Out-of-order rasterization interaction

This is a largely unresearched topic currently. However, considering that POPS is primarily the functionality of the Depth Block, similarity to the behavior of out-of-order rasterization in depth/stencil testing may possibly be expected.

If the shader specifies an ordered interlock execution mode, out-of-order rasterization likely must not be enabled implicitly.

As of April 2023, PAL doesn’t have any rules specifically for POPS in the logic determining whether out-of-order rasterization can be enabled automatically. Some of the POPS usage cases may possibly be covered by the rule that always disables out-of-order rasterization if the shader writes to Unordered Access Views (storage resources), though fragment shader interlock can be used for read-only purposes too (for ordering between draws that only read per-pixel data and draws that may write it), so that may be an oversight.

Explicitly enabled relaxed rasterization order modifies the concept of rasterization order itself in Vulkan, so from the point of view of the specification of fragment shader interlock, relaxed rasterization order should still be applicable regardless of whether the shader requests ordered interlock. PAL also doesn’t make any POPS-specific exceptions here as of April 2023.

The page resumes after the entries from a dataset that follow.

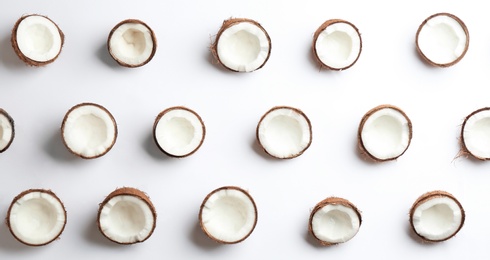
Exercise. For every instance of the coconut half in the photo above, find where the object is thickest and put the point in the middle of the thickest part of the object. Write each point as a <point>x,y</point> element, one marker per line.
<point>442,40</point>
<point>436,216</point>
<point>334,220</point>
<point>385,132</point>
<point>242,45</point>
<point>7,130</point>
<point>36,217</point>
<point>132,43</point>
<point>37,40</point>
<point>228,215</point>
<point>127,216</point>
<point>89,130</point>
<point>178,131</point>
<point>284,132</point>
<point>337,44</point>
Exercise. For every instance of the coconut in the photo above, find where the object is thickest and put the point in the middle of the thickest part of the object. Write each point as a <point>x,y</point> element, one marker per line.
<point>36,217</point>
<point>127,216</point>
<point>436,216</point>
<point>89,130</point>
<point>334,220</point>
<point>385,132</point>
<point>132,43</point>
<point>442,40</point>
<point>284,132</point>
<point>178,131</point>
<point>228,215</point>
<point>37,40</point>
<point>7,130</point>
<point>242,45</point>
<point>337,44</point>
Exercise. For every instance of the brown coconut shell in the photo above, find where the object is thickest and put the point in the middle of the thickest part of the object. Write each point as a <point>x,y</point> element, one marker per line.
<point>128,191</point>
<point>320,30</point>
<point>431,195</point>
<point>22,194</point>
<point>361,146</point>
<point>442,65</point>
<point>295,110</point>
<point>63,130</point>
<point>331,201</point>
<point>153,38</point>
<point>24,58</point>
<point>203,205</point>
<point>161,114</point>
<point>227,24</point>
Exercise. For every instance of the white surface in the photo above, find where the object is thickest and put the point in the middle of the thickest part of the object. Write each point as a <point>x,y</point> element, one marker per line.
<point>388,71</point>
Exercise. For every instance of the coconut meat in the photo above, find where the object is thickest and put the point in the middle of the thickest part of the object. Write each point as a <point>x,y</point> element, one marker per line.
<point>338,45</point>
<point>243,47</point>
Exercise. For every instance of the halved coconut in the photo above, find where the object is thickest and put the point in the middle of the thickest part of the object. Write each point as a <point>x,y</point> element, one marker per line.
<point>7,130</point>
<point>334,220</point>
<point>384,133</point>
<point>337,44</point>
<point>178,131</point>
<point>228,215</point>
<point>37,40</point>
<point>127,216</point>
<point>436,216</point>
<point>442,40</point>
<point>89,130</point>
<point>284,132</point>
<point>242,45</point>
<point>132,43</point>
<point>36,217</point>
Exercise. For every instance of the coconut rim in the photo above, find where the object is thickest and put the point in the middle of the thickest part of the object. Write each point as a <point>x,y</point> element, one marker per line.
<point>19,53</point>
<point>157,120</point>
<point>201,223</point>
<point>467,43</point>
<point>153,39</point>
<point>321,29</point>
<point>227,24</point>
<point>22,194</point>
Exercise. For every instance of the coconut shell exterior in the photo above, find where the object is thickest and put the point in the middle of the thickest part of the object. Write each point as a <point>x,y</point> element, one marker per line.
<point>22,194</point>
<point>203,228</point>
<point>431,195</point>
<point>24,58</point>
<point>442,65</point>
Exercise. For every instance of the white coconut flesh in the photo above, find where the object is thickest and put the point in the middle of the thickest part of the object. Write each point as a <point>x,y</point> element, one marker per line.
<point>284,132</point>
<point>338,46</point>
<point>437,219</point>
<point>179,132</point>
<point>228,215</point>
<point>243,47</point>
<point>126,219</point>
<point>37,218</point>
<point>386,134</point>
<point>89,130</point>
<point>38,38</point>
<point>442,39</point>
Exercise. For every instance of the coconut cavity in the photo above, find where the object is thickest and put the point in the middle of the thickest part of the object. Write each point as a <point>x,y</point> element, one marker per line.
<point>89,130</point>
<point>178,131</point>
<point>37,40</point>
<point>442,40</point>
<point>242,45</point>
<point>384,133</point>
<point>337,44</point>
<point>228,215</point>
<point>284,132</point>
<point>36,217</point>
<point>436,216</point>
<point>132,43</point>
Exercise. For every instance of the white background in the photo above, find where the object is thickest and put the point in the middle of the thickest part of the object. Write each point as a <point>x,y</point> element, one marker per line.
<point>183,72</point>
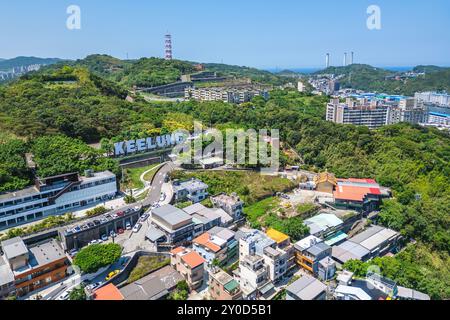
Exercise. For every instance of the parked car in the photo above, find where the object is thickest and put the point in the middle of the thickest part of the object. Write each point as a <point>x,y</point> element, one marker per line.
<point>76,229</point>
<point>64,296</point>
<point>112,275</point>
<point>93,286</point>
<point>73,253</point>
<point>137,227</point>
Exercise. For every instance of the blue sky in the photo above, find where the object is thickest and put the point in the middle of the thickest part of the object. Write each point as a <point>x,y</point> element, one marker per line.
<point>258,33</point>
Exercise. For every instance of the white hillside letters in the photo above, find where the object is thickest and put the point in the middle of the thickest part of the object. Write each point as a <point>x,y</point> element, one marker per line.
<point>73,22</point>
<point>374,19</point>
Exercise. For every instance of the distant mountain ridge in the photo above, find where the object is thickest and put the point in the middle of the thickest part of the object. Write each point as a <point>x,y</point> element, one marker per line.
<point>368,78</point>
<point>8,64</point>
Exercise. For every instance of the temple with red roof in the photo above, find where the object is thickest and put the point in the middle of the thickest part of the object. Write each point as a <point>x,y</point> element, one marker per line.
<point>363,195</point>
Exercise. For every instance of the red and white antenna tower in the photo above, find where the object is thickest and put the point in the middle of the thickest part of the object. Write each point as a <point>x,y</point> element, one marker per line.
<point>169,54</point>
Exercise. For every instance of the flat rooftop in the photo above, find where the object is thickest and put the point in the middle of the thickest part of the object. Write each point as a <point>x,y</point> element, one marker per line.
<point>190,185</point>
<point>14,247</point>
<point>6,275</point>
<point>47,252</point>
<point>172,215</point>
<point>307,288</point>
<point>154,286</point>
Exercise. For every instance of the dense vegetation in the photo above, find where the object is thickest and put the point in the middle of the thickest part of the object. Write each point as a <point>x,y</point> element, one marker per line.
<point>96,256</point>
<point>147,265</point>
<point>416,267</point>
<point>367,78</point>
<point>59,154</point>
<point>47,223</point>
<point>42,107</point>
<point>14,173</point>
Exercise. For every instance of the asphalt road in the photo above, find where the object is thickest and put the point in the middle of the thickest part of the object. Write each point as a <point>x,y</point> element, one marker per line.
<point>155,192</point>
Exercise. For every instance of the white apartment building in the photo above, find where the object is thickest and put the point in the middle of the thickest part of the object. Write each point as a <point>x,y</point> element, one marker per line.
<point>256,243</point>
<point>372,115</point>
<point>54,196</point>
<point>442,99</point>
<point>229,95</point>
<point>409,110</point>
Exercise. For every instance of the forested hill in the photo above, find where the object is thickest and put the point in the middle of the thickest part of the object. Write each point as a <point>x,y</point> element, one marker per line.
<point>72,101</point>
<point>149,72</point>
<point>368,78</point>
<point>6,65</point>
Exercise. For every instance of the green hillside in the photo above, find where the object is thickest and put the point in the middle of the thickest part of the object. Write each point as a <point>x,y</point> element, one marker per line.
<point>6,65</point>
<point>368,78</point>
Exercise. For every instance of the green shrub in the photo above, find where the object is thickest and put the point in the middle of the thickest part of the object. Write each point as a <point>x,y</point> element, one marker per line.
<point>94,257</point>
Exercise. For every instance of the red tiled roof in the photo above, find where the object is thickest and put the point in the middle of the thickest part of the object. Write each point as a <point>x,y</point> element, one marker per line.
<point>177,250</point>
<point>204,240</point>
<point>193,259</point>
<point>354,193</point>
<point>108,292</point>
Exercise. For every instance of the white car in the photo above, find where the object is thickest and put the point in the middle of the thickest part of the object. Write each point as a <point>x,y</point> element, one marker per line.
<point>64,296</point>
<point>137,227</point>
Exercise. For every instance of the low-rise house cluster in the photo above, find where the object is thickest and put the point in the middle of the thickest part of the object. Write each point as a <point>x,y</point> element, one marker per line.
<point>192,190</point>
<point>217,246</point>
<point>190,265</point>
<point>222,286</point>
<point>374,241</point>
<point>24,269</point>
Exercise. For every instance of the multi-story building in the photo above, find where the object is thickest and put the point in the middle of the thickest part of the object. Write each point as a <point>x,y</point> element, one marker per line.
<point>203,218</point>
<point>231,204</point>
<point>409,110</point>
<point>192,190</point>
<point>363,195</point>
<point>54,196</point>
<point>190,265</point>
<point>173,225</point>
<point>217,246</point>
<point>442,99</point>
<point>372,242</point>
<point>373,115</point>
<point>306,288</point>
<point>258,243</point>
<point>439,119</point>
<point>284,245</point>
<point>253,275</point>
<point>222,286</point>
<point>309,252</point>
<point>229,95</point>
<point>32,267</point>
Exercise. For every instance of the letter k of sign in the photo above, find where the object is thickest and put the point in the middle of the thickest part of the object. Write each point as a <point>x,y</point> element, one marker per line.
<point>118,149</point>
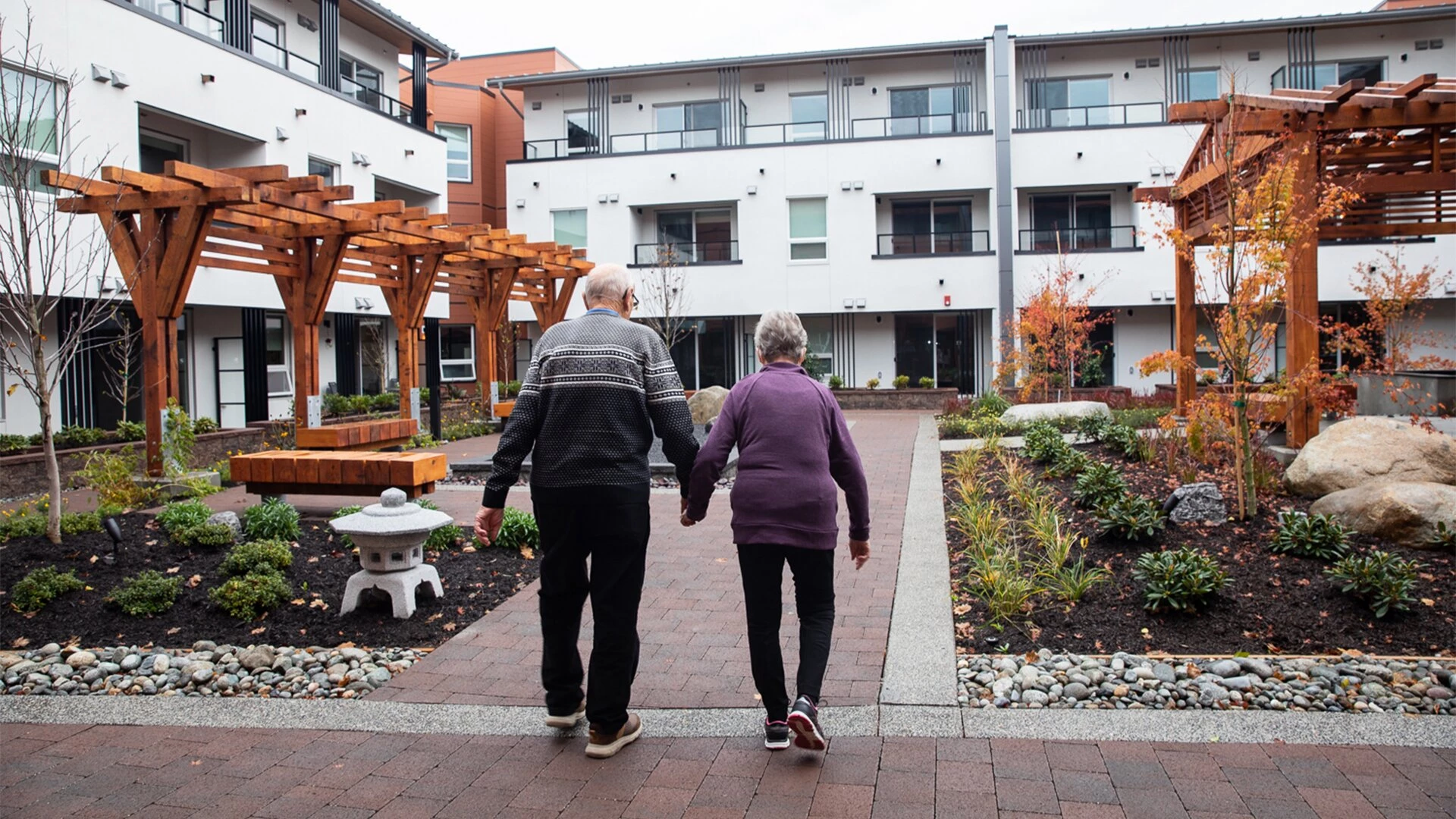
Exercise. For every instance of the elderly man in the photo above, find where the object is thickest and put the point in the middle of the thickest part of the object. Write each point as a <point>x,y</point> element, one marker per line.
<point>596,391</point>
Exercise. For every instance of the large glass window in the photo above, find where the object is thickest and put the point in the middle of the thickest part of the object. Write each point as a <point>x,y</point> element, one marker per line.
<point>456,352</point>
<point>810,117</point>
<point>808,229</point>
<point>34,105</point>
<point>570,226</point>
<point>457,150</point>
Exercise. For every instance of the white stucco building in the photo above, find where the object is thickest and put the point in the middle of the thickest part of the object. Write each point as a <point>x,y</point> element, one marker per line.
<point>312,85</point>
<point>903,199</point>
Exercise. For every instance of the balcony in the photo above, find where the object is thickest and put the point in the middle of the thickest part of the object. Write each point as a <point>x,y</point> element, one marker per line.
<point>962,243</point>
<point>1079,240</point>
<point>1091,115</point>
<point>677,254</point>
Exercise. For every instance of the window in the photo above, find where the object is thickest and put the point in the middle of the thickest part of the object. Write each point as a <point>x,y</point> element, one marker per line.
<point>924,110</point>
<point>582,133</point>
<point>688,124</point>
<point>693,237</point>
<point>457,150</point>
<point>324,168</point>
<point>268,41</point>
<point>1071,102</point>
<point>36,107</point>
<point>570,226</point>
<point>1071,222</point>
<point>457,352</point>
<point>929,226</point>
<point>1197,83</point>
<point>810,115</point>
<point>280,381</point>
<point>158,149</point>
<point>808,229</point>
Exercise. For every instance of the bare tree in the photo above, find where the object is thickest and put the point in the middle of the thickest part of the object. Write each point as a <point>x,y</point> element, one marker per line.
<point>47,259</point>
<point>121,360</point>
<point>664,297</point>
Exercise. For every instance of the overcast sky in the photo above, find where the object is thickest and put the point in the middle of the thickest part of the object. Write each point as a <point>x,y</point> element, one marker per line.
<point>598,34</point>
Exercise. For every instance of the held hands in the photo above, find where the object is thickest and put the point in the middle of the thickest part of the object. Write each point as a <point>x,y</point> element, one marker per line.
<point>488,523</point>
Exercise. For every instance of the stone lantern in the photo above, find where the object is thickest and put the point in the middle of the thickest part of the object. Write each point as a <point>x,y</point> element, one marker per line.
<point>391,537</point>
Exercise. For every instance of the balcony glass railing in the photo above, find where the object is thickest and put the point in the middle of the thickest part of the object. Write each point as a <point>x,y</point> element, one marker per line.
<point>688,253</point>
<point>1092,115</point>
<point>918,243</point>
<point>1120,237</point>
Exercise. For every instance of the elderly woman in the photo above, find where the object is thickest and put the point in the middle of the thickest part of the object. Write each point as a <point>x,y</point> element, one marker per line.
<point>792,449</point>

Variable-rate shading interaction

On GFX10.3, enabling DB_SHADER_CONTROL.PRIMITIVE_ORDERED_PIXEL_SHADER forces the shading rate to be 1x1, thus the fragmentShadingRateWithFragmentShaderInterlock Vulkan device property must be false.

On GFX11, by default, POPS itself can work with non-1x1 shading rates, and the fragmentShadingRateWithFragmentShaderInterlock property must be true. However, if PA_SC_VRS_SURFACE_CNTL_1.FORCE_SC_VRS_RATE_FINE_POPS is set, enabling POPS will force 1x1 shading rate.

The widest interlock granularity available on GFX11 — with the lowest possible Depth Block intrinsic rate, 1x — is per-fine-pixel, however. There’s no synchronization between coarse fragment shader invocations if they don’t cover common fine pixels, so the fragmentShaderShadingRateInterlock Vulkan device feature is not available.

Additional configuration

These are some largely unresearched options found in the register declarations. PAL doesn’t use them, so it’s unknown if they make any significant difference. No effect was found in nvpro-samples/vk_order_independent_transparency during testing on GFX9 CHIP_RAVEN and GFX11 CHIP_NAVI31.

  • DB_SHADER_CONTROL.EXEC_IF_OVERLAPPED on GFX9–10.3.

  • PA_SC_BINNER_CNTL_0.BIN_MAPPING_MODE = BIN_MAP_MODE_POPS on GFX10+.